Egli è dunque il Salvatore, Colui che non permette che i desideri degli uomini si corrompano o cadano in rovina. Tante volte si ha un concetto di salvezza molto ristretto, riducendola a poco più di una fiaba: Dio che salva sarebbe assimilabile ad un moderno supereroe che porta l’uomo lontano dal male. La salvezza, al contrario, è l’esperienza di un desiderio che non decade e non si corrompe. Quante volte iniziamo ad amare e poi ci perdiamo, quante volte iniziamo a costruire qualcosa e poi mandiamo tutto a monte, quante volte vogliamo essere felici e poi un nonnulla ci ributta nella rabbia o nell’angoscia! Tutti abbiamo bisogno di Qualcuno che salvi l’umano, che salvi questa nostra passione per la vita che sembra sempre di più minacciata dalla confusione e dalla morte. Le più grandi violenze dei nostri tempi sono figlie di desideri impazziti, desideri tormentati o interrotti, desideri di cui non si è davvero preso cura nessuno. Il giorno del matrimonio, il primo giorno di lavoro, il giorno della nascita di un figlio, i nostri desideri sono chiari e nitidi, il tempo poi li inquina, li consuma, li spegne. È per questo che abbiamo bisogno della Salvezza.
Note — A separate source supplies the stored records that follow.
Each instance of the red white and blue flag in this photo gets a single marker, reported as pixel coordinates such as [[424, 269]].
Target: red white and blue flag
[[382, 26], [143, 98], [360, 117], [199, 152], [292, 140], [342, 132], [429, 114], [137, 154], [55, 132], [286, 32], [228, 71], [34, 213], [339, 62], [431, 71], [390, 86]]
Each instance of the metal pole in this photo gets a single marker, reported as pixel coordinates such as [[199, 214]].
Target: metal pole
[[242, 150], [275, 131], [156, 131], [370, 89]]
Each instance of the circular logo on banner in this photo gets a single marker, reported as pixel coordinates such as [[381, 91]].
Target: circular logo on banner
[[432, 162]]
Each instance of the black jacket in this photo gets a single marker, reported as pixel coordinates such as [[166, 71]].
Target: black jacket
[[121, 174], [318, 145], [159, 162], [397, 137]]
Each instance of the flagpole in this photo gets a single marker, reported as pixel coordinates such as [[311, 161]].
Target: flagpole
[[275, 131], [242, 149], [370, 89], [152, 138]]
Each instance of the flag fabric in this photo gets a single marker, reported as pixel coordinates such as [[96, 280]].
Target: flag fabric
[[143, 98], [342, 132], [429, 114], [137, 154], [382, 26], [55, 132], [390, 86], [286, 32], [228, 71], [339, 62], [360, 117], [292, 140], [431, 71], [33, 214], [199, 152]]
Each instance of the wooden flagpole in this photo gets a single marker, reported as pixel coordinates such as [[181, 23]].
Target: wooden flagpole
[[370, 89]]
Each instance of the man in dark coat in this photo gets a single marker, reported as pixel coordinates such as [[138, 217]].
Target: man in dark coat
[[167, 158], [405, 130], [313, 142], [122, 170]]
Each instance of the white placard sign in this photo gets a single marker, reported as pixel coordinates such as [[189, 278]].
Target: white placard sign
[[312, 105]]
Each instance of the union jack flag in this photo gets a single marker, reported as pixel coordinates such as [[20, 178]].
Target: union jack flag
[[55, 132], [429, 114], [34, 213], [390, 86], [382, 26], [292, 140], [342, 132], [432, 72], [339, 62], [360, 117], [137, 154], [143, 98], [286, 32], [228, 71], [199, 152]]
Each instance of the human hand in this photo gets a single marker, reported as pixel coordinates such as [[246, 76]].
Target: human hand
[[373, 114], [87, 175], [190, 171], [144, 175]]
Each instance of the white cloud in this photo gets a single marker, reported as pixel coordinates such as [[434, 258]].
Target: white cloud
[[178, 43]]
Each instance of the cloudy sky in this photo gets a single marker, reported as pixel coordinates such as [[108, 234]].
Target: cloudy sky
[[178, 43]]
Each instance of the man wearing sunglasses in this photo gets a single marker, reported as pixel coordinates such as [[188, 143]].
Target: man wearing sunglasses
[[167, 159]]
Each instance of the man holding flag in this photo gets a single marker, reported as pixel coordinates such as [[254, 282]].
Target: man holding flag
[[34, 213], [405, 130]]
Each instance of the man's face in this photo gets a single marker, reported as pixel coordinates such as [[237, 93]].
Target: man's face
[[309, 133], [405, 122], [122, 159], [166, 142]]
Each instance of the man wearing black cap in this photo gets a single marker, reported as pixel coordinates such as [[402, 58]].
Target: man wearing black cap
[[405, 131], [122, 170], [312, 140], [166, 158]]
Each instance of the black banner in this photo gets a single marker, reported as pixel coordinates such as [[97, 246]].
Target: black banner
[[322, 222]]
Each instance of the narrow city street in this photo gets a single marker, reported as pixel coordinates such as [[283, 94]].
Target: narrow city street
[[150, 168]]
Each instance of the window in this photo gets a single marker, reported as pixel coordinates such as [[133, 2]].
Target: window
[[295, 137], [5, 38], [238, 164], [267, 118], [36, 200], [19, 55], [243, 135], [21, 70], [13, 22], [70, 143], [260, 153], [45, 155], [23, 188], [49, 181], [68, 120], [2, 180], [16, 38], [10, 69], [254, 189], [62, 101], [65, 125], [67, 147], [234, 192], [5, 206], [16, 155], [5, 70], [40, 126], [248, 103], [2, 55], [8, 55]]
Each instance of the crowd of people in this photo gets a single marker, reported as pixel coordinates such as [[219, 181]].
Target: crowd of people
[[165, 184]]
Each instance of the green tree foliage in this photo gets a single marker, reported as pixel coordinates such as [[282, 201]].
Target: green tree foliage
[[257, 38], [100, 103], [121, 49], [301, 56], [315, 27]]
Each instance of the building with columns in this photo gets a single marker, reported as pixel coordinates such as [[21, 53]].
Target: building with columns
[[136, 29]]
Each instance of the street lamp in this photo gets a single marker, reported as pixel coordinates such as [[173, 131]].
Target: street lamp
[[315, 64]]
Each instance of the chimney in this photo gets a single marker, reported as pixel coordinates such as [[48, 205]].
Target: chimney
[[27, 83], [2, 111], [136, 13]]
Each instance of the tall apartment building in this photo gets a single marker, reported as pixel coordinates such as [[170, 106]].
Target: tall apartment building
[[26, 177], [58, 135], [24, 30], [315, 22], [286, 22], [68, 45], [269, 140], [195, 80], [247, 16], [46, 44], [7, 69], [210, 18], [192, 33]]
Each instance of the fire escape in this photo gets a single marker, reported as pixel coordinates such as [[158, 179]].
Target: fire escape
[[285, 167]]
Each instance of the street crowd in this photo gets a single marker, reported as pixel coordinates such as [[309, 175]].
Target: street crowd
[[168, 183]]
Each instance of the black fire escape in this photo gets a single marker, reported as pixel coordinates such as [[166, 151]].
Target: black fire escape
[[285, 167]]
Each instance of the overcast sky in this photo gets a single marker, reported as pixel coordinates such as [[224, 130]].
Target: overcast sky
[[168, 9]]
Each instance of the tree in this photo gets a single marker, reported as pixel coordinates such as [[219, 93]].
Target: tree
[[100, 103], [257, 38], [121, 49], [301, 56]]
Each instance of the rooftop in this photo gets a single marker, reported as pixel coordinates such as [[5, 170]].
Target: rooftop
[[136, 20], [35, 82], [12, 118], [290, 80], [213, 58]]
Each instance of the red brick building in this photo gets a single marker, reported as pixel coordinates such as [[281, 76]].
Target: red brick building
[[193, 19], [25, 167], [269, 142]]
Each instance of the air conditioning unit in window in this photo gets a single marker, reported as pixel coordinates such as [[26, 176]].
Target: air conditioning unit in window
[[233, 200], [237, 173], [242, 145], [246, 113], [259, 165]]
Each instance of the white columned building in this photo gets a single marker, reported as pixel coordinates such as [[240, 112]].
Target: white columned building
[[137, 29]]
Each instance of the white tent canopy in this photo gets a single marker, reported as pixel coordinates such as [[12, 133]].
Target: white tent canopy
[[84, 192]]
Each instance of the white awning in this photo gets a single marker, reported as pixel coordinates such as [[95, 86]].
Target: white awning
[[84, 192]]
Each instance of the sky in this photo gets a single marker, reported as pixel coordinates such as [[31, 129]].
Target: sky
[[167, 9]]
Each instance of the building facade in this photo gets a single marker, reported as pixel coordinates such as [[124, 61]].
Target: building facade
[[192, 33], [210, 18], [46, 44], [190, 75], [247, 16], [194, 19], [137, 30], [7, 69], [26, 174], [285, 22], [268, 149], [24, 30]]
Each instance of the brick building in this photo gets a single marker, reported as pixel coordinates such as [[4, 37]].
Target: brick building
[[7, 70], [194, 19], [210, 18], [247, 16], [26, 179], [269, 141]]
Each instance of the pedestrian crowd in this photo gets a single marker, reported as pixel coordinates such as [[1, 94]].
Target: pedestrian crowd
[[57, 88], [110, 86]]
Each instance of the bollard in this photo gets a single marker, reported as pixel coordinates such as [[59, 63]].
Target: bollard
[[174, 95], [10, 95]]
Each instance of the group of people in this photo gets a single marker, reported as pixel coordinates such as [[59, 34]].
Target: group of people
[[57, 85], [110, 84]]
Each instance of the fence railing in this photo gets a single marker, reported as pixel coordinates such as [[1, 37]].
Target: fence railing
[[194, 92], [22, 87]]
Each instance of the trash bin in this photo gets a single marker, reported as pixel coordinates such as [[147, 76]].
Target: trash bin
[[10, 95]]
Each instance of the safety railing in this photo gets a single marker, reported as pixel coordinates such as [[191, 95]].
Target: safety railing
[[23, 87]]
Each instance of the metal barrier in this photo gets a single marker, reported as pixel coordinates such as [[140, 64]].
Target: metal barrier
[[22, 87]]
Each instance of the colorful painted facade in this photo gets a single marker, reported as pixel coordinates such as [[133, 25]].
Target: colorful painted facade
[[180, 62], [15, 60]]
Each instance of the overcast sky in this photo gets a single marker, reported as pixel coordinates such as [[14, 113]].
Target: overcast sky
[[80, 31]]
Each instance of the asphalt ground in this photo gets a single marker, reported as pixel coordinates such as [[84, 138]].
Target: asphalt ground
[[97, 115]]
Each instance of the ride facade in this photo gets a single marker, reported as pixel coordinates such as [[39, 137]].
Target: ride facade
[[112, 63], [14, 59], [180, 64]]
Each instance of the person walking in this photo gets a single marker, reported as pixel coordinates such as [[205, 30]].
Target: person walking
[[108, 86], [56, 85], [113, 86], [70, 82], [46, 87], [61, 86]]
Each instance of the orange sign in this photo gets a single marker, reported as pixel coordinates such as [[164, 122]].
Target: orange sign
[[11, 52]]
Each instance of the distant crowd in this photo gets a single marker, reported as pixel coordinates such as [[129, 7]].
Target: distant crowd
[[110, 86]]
Al fiume Giordano, trent’anni dopo che ci venne rivelato che quel bambino era il Cristo — l’inviato di Dio —, ci viene detto che quell’uomo è il Signore, Colui che è capace di trasformare — donando forza e speranza — tutto ciò che gli viene permesso di toccare. Così il nostro amore può ricominciare, il nostro impegno può rifiorire, la nostra amicizia o la nostra comunità possono ripartire, la nostra coscienza può riprendere il suo cammino. Tutto, insomma, diventa di nuovo possibile. Basta avere l’umiltà di praticare pausa e nutrire fiducia nel fatto che ogni cosa che permettiamo che affiori dentro di noi possa essere, se custodita nella preghiera, toccata e trasformata da Cristo.
Inizia così il tempo ordinario, il tempo delle cose ordinarie, e la provocazione diventa drammaticamente commovente: lasceremo ciò che desideriamo in balia di noi stessi o permetteremo a Cristo di sfiorarlo? Terremo tutto per noi, desiderosi di gestire e risolvere la vita in prima persona, o offriremo il dolore, la morte, il pianto, a Uno che li possa davvero cambiare in gioia? Su questo misterioso crinale si gioca la partita più importante, la sfida cominciata trent’anni dopo i Magi, al fiume Giordano. Una sfida che può decidere, fin da domani mattina, se far crescere la speranza o abbandonare tutto alla violenza, a volte cieca, dei nostri progetti. Sembra poco, ma — a ben vedere — questo è davvero tutto quello che ci serve per riprendere, per ritornare senza rimpianti al tempo di tutti i giorni, al tempo ordinario.